Previous research and development efforts established that high-velocity oxygen-fuel (HVOF) thermal spray coatings are the leading candidates for replacement of hard chrome. HVOF thermal spraying can be used to deposit both metal alloy and ceramic/metal (cermet) such as tungsten carbide/cobalt (WC/Co) coatings that are dense and highly adherent to the base material. They also can be applied to thicknesses in the same range as what is currently being used for chrome plating. There are HVOF thermal spray systems commercially available. Although there are a wide number of applications for these coatings, their qualification as an acceptable replacement for hard chrome plating has not been adequately demonstrated, particularly for fatigue-sensitive aircraft components. The Hard Chrome Alternatives Team (HCAT) was formed to perform the demonstration/validation for the HVOF coatings. After successfully demonstrating HVOF coatings on landing gear components, hydraulic actuators, propeller hubs, and gas turbine engines (GTE), this project demonstrated HVOF coatings on helicopter dynamic components (HDC).
The objectives of this project were to demonstrate through materials and rig testing that the performance of HVOF WC-17Co (83wt% WC particles in a 17wt% Co matrix), WC-10Co4Cr, Tribaloy 400 (T400), and duplex T400/WC-Co coatings on HDCs is equal or superior to that of EHC coatings. Materials testing included axial fatigue, fretting fatigue, and salt-fog corrosion. Rig tests were carried out on helicopter drive system and rotor system components.
A tri-service/OEM/private-sector group, designated the Hard Chrome Alternatives Team (HCAT), was formed to demonstrate and validate thermal spray coatings as an environmentally-acceptable, superior-performance alternative to EHC on many different types of aircraft components. A detailed technology assessment concluded that the optimum coatings for replacing EHC plating on helicopter dynamic components were high-velocity oxygen-fuel (HVOF) Tribaloy 400 (a cobalt-based alloy), WC(83%)/Co(17%), and WC(86%)/Co(10%)Cr(4%). With stakeholder input, a Joint Test Protocol (JTP) was developed that was divided into two parts, with the first part addressing materials testing on coupons, including extensive fatigue, fretting and sliding wear, and corrosion testing. The second part of the JTP addressed rig and flight testing on actual coated components. In addition, producibility testing and assessments were conducted that included optimum methods for stripping and grinding of the HVOF coatings.

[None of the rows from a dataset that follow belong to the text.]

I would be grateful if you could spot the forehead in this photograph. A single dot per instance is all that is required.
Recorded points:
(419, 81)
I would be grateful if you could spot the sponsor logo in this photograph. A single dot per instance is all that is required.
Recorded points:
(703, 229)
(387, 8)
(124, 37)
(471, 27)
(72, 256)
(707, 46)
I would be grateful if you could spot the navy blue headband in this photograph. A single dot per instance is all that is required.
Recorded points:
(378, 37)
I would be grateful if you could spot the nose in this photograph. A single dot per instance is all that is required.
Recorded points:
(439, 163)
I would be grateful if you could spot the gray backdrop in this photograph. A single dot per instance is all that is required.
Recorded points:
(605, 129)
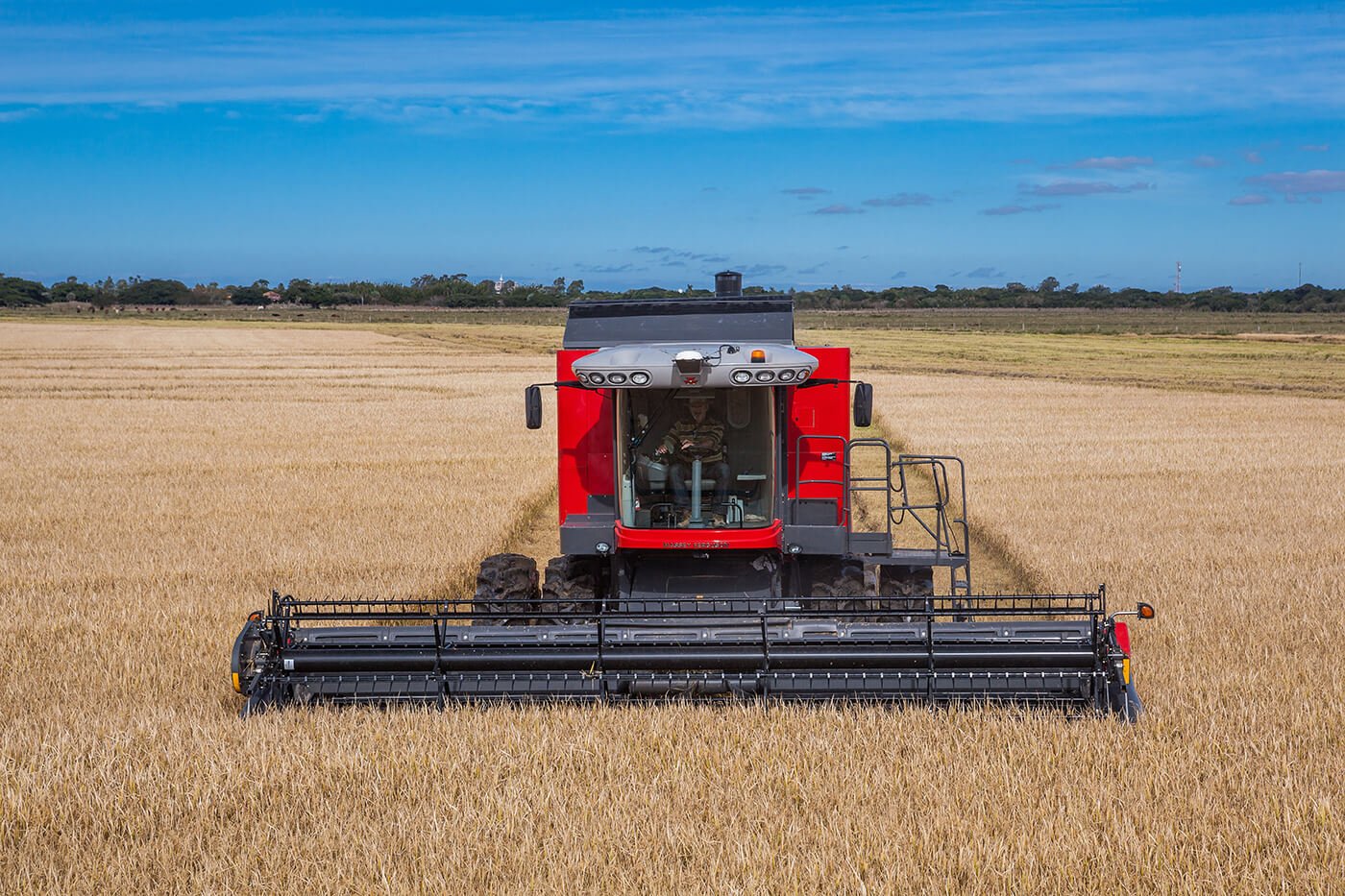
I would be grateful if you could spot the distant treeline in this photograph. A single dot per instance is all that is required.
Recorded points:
(457, 291)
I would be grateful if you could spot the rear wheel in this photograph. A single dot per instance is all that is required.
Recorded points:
(506, 590)
(838, 584)
(904, 588)
(569, 587)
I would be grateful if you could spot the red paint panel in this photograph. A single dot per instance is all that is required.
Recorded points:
(822, 415)
(585, 436)
(1123, 638)
(699, 539)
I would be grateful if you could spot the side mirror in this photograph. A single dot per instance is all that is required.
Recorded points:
(533, 406)
(863, 403)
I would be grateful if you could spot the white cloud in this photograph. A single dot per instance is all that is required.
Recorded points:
(838, 67)
(1301, 183)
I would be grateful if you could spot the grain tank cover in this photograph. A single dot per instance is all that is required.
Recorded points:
(601, 323)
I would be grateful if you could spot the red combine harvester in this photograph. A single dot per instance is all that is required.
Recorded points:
(709, 506)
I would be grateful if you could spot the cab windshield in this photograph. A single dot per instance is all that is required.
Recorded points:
(696, 458)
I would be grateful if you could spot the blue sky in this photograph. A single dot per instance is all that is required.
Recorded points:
(965, 144)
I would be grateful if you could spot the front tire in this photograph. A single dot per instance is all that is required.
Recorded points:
(571, 588)
(506, 591)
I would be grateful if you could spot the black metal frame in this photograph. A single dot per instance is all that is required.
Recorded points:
(944, 521)
(1025, 648)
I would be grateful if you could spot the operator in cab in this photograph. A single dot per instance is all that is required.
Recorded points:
(697, 436)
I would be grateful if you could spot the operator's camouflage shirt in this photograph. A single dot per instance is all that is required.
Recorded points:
(709, 432)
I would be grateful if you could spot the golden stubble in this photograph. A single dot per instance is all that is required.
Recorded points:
(158, 482)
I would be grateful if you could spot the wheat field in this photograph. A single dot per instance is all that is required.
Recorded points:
(158, 480)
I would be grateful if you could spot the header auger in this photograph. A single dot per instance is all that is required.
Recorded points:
(710, 499)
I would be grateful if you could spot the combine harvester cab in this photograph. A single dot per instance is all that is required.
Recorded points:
(721, 534)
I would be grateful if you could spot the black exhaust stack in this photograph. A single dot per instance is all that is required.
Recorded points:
(728, 284)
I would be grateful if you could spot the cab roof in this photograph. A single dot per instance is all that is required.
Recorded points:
(601, 323)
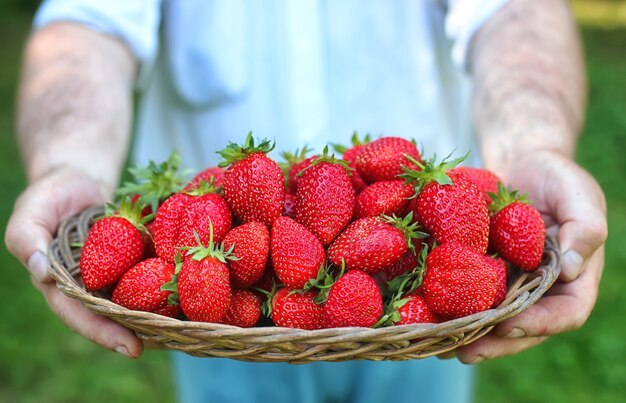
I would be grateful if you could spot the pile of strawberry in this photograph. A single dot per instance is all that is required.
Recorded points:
(381, 237)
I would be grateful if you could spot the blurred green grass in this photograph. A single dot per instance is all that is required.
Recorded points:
(44, 361)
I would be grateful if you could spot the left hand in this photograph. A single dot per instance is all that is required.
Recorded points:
(574, 209)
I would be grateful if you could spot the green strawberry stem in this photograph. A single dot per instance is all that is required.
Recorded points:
(504, 197)
(429, 171)
(341, 149)
(204, 187)
(402, 286)
(235, 152)
(129, 211)
(330, 158)
(409, 229)
(155, 182)
(172, 285)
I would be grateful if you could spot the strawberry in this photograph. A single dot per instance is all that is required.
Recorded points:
(383, 198)
(185, 214)
(290, 206)
(154, 183)
(244, 310)
(296, 310)
(254, 185)
(517, 230)
(325, 198)
(212, 175)
(502, 271)
(113, 245)
(139, 288)
(293, 165)
(349, 155)
(372, 244)
(415, 310)
(458, 281)
(382, 159)
(203, 283)
(484, 179)
(353, 300)
(448, 205)
(250, 245)
(297, 254)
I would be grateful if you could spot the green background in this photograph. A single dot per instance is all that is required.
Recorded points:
(42, 361)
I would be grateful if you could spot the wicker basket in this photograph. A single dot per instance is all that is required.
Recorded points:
(273, 344)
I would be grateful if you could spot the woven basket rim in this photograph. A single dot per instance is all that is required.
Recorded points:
(201, 338)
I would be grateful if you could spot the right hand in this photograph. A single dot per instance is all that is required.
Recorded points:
(38, 211)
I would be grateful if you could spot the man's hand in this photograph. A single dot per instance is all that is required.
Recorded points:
(37, 214)
(574, 209)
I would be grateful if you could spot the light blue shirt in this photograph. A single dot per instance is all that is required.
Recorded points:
(300, 72)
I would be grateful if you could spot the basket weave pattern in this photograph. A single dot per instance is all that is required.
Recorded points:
(275, 344)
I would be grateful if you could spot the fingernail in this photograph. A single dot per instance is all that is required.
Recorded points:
(38, 266)
(572, 264)
(516, 333)
(124, 351)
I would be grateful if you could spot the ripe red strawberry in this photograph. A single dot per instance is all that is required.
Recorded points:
(254, 185)
(297, 254)
(204, 283)
(325, 198)
(354, 300)
(408, 262)
(349, 155)
(296, 310)
(484, 179)
(290, 206)
(113, 245)
(382, 159)
(293, 165)
(502, 271)
(383, 198)
(154, 183)
(458, 281)
(517, 230)
(372, 244)
(449, 206)
(212, 175)
(415, 310)
(139, 288)
(250, 244)
(185, 214)
(244, 310)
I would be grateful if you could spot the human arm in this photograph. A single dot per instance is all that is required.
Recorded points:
(73, 123)
(528, 107)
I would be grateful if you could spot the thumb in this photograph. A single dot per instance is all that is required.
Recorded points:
(39, 211)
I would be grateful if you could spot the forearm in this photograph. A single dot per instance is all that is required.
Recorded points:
(75, 103)
(529, 85)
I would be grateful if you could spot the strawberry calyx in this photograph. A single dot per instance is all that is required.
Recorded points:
(204, 187)
(401, 287)
(355, 140)
(429, 171)
(330, 158)
(505, 197)
(172, 285)
(408, 228)
(155, 182)
(131, 211)
(235, 152)
(326, 277)
(212, 250)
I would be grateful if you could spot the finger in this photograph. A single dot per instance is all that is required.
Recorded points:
(39, 211)
(581, 210)
(491, 346)
(94, 327)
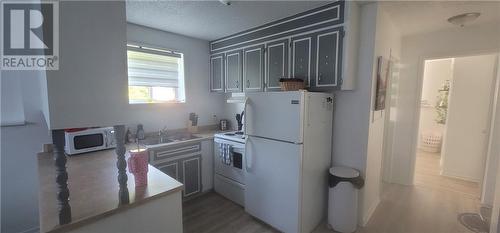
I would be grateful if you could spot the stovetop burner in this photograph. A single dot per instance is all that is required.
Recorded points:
(235, 136)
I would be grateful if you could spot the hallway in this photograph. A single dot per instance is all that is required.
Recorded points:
(427, 174)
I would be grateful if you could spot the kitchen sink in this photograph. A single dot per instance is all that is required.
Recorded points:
(157, 140)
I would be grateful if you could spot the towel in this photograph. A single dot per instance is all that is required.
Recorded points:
(225, 152)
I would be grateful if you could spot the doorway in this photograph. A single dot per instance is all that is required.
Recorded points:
(454, 123)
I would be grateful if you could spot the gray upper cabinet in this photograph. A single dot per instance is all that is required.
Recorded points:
(328, 58)
(253, 68)
(171, 169)
(276, 63)
(217, 73)
(301, 58)
(234, 71)
(311, 45)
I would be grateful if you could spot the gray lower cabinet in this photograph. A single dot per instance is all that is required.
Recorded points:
(234, 71)
(253, 68)
(217, 73)
(276, 63)
(171, 169)
(301, 50)
(328, 58)
(182, 162)
(191, 175)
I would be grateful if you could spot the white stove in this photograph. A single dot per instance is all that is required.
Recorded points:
(229, 177)
(236, 136)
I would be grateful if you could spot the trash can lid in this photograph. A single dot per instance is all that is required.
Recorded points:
(344, 172)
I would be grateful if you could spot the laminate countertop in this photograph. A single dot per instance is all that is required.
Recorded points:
(93, 188)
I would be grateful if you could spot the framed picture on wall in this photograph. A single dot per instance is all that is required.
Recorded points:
(383, 71)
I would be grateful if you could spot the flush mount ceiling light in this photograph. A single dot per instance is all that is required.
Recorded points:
(464, 19)
(225, 2)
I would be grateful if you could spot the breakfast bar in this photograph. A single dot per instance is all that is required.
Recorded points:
(94, 197)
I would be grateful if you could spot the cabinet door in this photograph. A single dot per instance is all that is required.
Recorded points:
(301, 58)
(328, 53)
(171, 169)
(277, 64)
(217, 73)
(234, 71)
(191, 175)
(253, 68)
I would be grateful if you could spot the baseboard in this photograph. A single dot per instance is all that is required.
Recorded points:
(457, 176)
(32, 230)
(370, 212)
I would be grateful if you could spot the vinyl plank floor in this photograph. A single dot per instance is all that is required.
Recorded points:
(403, 209)
(427, 174)
(212, 213)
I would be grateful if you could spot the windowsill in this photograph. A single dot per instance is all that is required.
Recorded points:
(157, 102)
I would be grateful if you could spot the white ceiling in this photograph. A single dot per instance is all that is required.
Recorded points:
(415, 17)
(211, 20)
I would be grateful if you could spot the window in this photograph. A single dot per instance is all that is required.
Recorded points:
(154, 75)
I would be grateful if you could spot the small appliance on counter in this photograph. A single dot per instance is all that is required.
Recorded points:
(87, 140)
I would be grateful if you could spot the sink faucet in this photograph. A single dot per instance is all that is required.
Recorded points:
(162, 132)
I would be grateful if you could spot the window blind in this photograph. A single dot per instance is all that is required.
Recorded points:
(152, 67)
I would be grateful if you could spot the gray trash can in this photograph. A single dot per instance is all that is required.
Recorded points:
(343, 198)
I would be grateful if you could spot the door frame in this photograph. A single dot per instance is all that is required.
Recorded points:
(416, 120)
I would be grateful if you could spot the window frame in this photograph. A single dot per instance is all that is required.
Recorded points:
(180, 95)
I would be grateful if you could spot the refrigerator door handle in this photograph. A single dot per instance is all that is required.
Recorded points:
(247, 145)
(246, 116)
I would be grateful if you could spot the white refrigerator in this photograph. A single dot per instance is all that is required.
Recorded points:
(288, 153)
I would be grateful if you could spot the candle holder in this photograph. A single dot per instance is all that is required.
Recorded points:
(138, 165)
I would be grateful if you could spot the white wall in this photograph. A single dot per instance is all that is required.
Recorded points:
(492, 177)
(387, 44)
(198, 97)
(436, 72)
(489, 179)
(468, 121)
(12, 102)
(358, 131)
(18, 150)
(90, 87)
(415, 49)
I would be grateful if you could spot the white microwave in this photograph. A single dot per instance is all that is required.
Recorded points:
(89, 140)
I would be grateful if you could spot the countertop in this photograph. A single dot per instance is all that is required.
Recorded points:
(93, 187)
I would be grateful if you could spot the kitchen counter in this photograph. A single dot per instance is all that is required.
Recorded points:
(93, 188)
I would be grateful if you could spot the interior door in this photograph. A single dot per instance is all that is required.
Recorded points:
(253, 68)
(275, 115)
(277, 64)
(272, 182)
(468, 118)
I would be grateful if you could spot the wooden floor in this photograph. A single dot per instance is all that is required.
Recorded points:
(214, 213)
(431, 206)
(427, 171)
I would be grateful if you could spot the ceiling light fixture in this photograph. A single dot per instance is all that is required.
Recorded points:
(464, 19)
(225, 2)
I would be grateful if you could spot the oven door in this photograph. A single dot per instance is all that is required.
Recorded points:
(85, 141)
(234, 171)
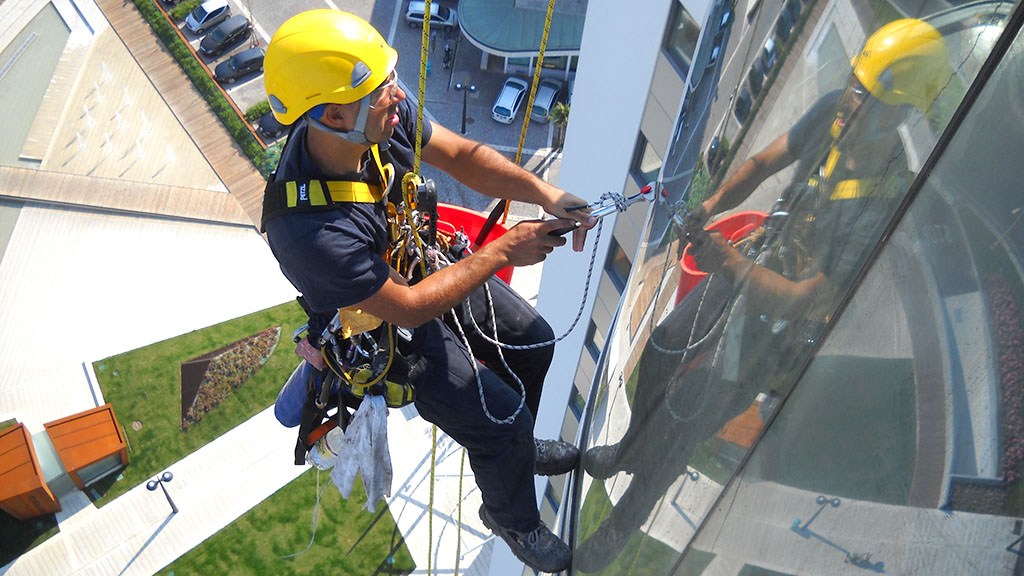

Significant demonstration results included the following:
The use of HVOF in place of hard chrome is now being realized. The CH-53 main rotor damper now uses HVOF WC-Co on the piston, HVOF T400 on the housing internal diameter (ID), and plasma spray WC-Co on a cylinder housing land. H-1 drive and rotor system components have been qualified with HVOF WC-Co in place of hard chrome through bench testing of coated systems at Bell Helicopter. The sleeve used on the AH-1W is already HVOF WC-Co coated by the original equipment manufacturer (OEM). Lead-the-fleet testing of H-60 dampers using HVOF coatings is under way that is expected to result in HVOF coating of all of these dampers in the fleet to improve their mean time between failure (MTBF). FRC-E is currently carrying out qualification testing on a set of HVOF-coated H-46 components in order to qualify HVOF for depot use.